Box and whisker Plot

Your turn

Prices of Chocolate in Rupees (LKR):

50, 75, 100, 125, 150, 175, 200, 225, 250, 275

Prices of Chocolate in USD:

5, 7, 9, 12, 15, 18, 20, 23, 26, 0

Which group of chocolate prices exhibits the highest variation?

Coefficient of variation

  • Relative measure of variation

  • It always expressed as a percentage rather than in terms of the units of the particular data.

  • This is useful when comparing two or more sets of data that are measured in the different units.

\[CV = \frac{s}{\bar{x}}\times 100\%\]

The coefficient of variation of the height of 30 people selected at random from a given village is found to be 15%. The mean weight of the selected group is 72 kg and a standard deviation 8 kg.

The obtained results show that

  1. the weight is more variable than height.

  2. the weight is less variable than height.

  3. height and weight have the same degree of variation.

  4. height and weight values are identical.

Measures of shape

Skewness and the relationship of the mean, median and mode

In-class diagram:

Skewness describes the degree and direction of asymmetry in the data.

Formula used to calculate skewness in Excel:

\[\text{Skewness} = \frac{n}{(n-1)(n-2)}\sum_{i=1}^{n}(\frac{X_i - \bar{X}}{8})^3\]

Skewness

  • Skewness is the degree of asymmetry of a distribution.

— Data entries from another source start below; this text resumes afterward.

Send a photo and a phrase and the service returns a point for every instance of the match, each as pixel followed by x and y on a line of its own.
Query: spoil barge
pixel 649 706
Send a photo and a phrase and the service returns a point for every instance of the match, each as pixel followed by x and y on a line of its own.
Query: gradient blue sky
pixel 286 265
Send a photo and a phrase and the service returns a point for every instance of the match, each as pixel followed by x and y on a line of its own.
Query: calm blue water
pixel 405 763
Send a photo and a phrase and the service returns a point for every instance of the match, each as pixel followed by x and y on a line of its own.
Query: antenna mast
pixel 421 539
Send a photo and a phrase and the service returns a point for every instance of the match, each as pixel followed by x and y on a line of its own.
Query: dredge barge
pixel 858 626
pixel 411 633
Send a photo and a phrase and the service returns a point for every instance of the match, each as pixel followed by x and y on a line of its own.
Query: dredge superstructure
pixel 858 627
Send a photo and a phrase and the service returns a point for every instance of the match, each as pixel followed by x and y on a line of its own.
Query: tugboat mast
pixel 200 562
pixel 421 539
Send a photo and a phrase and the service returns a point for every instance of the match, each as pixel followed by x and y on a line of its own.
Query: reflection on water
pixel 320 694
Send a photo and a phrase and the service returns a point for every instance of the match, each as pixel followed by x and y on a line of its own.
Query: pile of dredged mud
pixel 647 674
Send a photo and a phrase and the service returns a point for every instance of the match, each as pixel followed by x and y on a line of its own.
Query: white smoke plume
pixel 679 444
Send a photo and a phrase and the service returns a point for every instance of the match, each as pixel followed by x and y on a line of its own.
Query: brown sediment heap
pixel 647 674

  • If the frequency distribution has a longer “tail” to the right of the central maximum than to the left, the distribution is said to be skewed to the right (or to have a positive skewness).

  • If the reverse is true, it is said to be skewed to the left (or to have a negative skewness)

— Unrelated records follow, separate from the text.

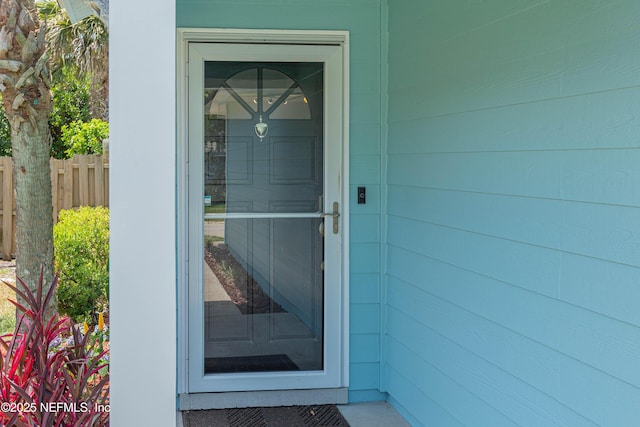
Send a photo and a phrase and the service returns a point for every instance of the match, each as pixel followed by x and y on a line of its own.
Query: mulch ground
pixel 245 292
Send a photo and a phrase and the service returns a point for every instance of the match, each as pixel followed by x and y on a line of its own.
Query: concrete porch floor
pixel 368 414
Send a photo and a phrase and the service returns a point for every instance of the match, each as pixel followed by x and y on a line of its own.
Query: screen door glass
pixel 263 235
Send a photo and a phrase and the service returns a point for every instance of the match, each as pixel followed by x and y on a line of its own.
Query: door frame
pixel 336 393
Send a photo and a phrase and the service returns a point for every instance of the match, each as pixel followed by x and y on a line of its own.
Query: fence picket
pixel 68 190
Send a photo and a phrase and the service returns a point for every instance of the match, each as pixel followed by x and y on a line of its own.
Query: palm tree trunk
pixel 24 82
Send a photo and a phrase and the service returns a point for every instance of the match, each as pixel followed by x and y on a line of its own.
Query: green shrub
pixel 81 248
pixel 84 138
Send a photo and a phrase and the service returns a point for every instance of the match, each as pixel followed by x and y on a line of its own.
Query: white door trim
pixel 187 36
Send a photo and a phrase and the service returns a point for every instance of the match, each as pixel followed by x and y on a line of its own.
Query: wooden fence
pixel 81 181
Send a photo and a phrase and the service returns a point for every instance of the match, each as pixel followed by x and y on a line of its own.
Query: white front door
pixel 265 217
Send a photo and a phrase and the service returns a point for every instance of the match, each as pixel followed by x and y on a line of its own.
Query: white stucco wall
pixel 142 179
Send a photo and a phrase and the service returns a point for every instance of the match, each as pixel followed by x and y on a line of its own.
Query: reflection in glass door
pixel 263 243
pixel 264 159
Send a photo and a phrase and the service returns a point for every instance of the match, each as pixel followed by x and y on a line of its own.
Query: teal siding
pixel 513 213
pixel 362 18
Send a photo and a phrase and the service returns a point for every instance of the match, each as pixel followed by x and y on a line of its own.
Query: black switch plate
pixel 362 195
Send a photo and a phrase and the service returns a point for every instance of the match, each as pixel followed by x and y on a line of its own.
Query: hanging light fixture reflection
pixel 261 129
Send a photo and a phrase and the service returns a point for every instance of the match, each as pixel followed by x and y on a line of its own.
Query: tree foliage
pixel 70 104
pixel 84 138
pixel 83 48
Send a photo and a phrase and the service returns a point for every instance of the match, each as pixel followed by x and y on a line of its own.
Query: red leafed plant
pixel 42 384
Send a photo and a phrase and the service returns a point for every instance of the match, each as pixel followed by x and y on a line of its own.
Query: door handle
pixel 335 214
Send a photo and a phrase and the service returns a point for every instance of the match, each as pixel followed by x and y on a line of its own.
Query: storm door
pixel 264 217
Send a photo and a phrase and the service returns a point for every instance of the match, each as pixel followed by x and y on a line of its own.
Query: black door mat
pixel 268 363
pixel 285 416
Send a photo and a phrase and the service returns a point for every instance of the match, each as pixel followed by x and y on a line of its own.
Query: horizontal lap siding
pixel 513 233
pixel 362 19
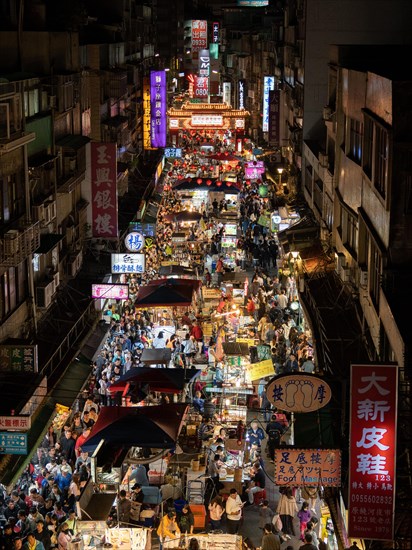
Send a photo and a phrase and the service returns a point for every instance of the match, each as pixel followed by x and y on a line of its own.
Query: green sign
pixel 15 358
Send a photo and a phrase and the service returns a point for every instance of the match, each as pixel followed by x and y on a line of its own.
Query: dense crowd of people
pixel 43 507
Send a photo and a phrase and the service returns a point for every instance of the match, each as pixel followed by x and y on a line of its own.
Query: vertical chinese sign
pixel 18 358
pixel 104 190
pixel 268 86
pixel 147 144
pixel 158 104
pixel 372 451
pixel 199 36
pixel 274 118
pixel 201 88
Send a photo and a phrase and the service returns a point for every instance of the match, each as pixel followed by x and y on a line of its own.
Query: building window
pixel 375 271
pixel 367 150
pixel 381 160
pixel 407 185
pixel 355 140
pixel 349 231
pixel 13 289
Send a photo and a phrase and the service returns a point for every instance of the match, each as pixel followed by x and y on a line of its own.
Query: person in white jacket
pixel 233 512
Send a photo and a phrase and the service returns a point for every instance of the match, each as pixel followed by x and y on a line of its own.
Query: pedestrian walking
pixel 287 509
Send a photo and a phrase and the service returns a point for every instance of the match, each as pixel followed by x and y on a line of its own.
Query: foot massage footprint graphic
pixel 299 391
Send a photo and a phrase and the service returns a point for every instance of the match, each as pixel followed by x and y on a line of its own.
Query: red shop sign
pixel 372 451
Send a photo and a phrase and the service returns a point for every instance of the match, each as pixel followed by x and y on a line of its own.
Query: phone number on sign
pixel 372 499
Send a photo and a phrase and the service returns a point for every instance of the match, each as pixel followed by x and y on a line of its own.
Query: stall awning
pixel 191 184
pixel 155 427
pixel 299 235
pixel 71 141
pixel 47 242
pixel 165 380
pixel 167 292
pixel 156 356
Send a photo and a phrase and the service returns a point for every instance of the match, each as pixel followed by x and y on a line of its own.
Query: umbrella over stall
pixel 152 427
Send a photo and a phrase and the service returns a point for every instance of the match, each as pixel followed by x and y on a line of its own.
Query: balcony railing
pixel 17 244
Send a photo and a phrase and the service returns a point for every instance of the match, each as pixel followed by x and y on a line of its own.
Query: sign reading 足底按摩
pixel 13 443
pixel 298 392
pixel 297 467
pixel 372 452
pixel 18 358
pixel 128 263
pixel 255 371
pixel 15 422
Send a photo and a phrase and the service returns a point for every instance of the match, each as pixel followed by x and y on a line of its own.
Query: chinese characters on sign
pixel 315 467
pixel 372 451
pixel 16 358
pixel 254 169
pixel 15 422
pixel 128 263
pixel 158 108
pixel 227 92
pixel 104 190
pixel 147 144
pixel 201 87
pixel 241 94
pixel 204 63
pixel 134 241
pixel 298 392
pixel 274 118
pixel 207 120
pixel 268 85
pixel 199 35
pixel 173 152
pixel 110 292
pixel 13 443
pixel 215 33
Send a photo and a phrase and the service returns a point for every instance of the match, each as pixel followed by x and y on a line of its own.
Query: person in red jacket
pixel 197 334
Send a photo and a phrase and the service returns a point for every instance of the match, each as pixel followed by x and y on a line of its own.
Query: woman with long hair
pixel 287 509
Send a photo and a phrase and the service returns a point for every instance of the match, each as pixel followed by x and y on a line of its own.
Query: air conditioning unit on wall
pixel 363 277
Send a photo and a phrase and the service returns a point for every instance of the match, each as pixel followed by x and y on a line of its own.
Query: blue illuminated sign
pixel 13 443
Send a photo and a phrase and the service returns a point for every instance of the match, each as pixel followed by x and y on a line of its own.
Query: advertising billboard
pixel 158 106
pixel 215 33
pixel 105 291
pixel 199 35
pixel 201 87
pixel 268 85
pixel 298 392
pixel 372 452
pixel 241 94
pixel 204 63
pixel 310 467
pixel 128 263
pixel 274 118
pixel 104 190
pixel 227 92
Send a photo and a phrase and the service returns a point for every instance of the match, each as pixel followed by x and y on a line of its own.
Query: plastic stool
pixel 259 496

Pearson’s first coefficient of skewness

\[\text{Skewness} = \frac{\text{mean}-\text{mode}}{\text{standard deviation}}\]

or

Pearson’s second coefficient of skewness

To avoid using the mode

\[\text{Skewness} = \frac{3(\text{mean}-\text{median})}{\text{standard deviation}}\]

Conditions

  1. \(Mean = Mode = Median\), then the coefficient of skewness is zero for symmetrical distribution.

  2. \(Mean > Mode\), then the coefficient of skewness will be positive.

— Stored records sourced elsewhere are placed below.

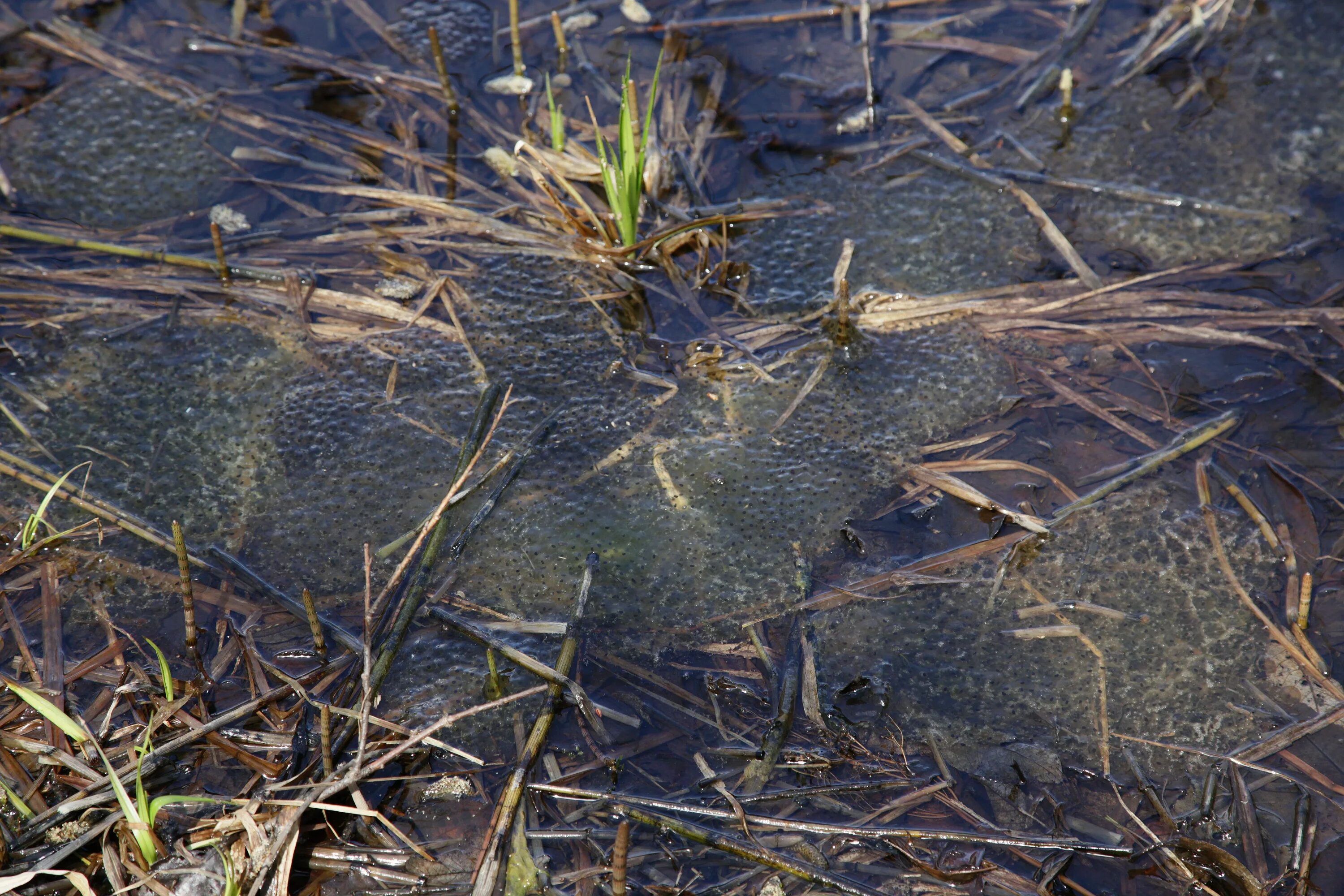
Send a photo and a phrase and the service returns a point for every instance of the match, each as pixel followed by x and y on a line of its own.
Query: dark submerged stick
pixel 416 594
pixel 620 851
pixel 527 663
pixel 742 849
pixel 492 859
pixel 453 109
pixel 189 602
pixel 315 624
pixel 218 240
pixel 1022 841
pixel 296 607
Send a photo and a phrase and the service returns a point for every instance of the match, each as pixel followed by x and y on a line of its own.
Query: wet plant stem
pixel 315 625
pixel 620 851
pixel 218 240
pixel 741 849
pixel 515 35
pixel 515 656
pixel 143 254
pixel 562 45
pixel 189 602
pixel 758 770
pixel 416 593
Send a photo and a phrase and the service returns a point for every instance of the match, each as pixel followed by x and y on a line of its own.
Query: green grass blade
pixel 49 711
pixel 557 119
pixel 159 802
pixel 232 886
pixel 648 111
pixel 163 671
pixel 144 837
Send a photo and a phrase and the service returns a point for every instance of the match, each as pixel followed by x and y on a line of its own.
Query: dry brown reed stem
pixel 1304 602
pixel 772 823
pixel 840 284
pixel 515 34
pixel 492 855
pixel 1103 715
pixel 445 292
pixel 21 638
pixel 351 774
pixel 562 45
pixel 315 625
pixel 1310 668
pixel 441 68
pixel 189 598
pixel 439 512
pixel 218 240
pixel 326 720
pixel 619 855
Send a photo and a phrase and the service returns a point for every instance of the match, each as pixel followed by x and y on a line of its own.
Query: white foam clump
pixel 636 13
pixel 397 288
pixel 500 162
pixel 578 22
pixel 510 85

  3. \(Mean < Mode\), then the coefficient of skewness will be negative.

Karl person`s coefficient of skewness has a positive sign for the positively skewed and a negative sign for the negatively skewed.

Empirical relationship between mean, median and mode

Using Karl Pearson’s formula we can show

\(3 (median) = mode + 2 mean\)

  1. Symmetric

\(Mean = Median = Mode\)

  1. Positively Skewed

\(Mean > Median > Mode\)

  1. Negatively Skewed

\(Mean < Median < Mode\)

Kurtosis

  • Degree of peakness of a distribution

  • Usually taken relative to a normal distribution

Type Kurtosis Excess Kurtosis
Mesokurtic =3 =0
Leptokurtic >3 >0
Platykurtic <3 <0

Excess Kurtosis = Kurtosis - 3

Your turn

Find kurtosis and excess kurtosis formula

Interpret the following

Figure 1: Boxplot of Flipper Length by Species

species Mean Median Mode SD Q1 Q2 Q3 Kurtosis Skewness
Adelie 190.1027 190 190 6.521825 186 190 195.0 3.327738 0.0795785
Chinstrap 195.8235 196 187 7.131894 191 196 201.0 2.956063 -0.0092622
Gentoo 217.2353 216 215 6.585431 212 216 221.5 2.322009 0.3640858
  • The distributions of flipper lengths for each species appear to be roughly symmetric.

  • Gentoo penguins have longer flippers than both Adélie and Chinstrap penguins, which have similar flipper lengths.

  • There are two notable outliers in the flipper lengths for Adélie penguins, which are visible in the boxplot.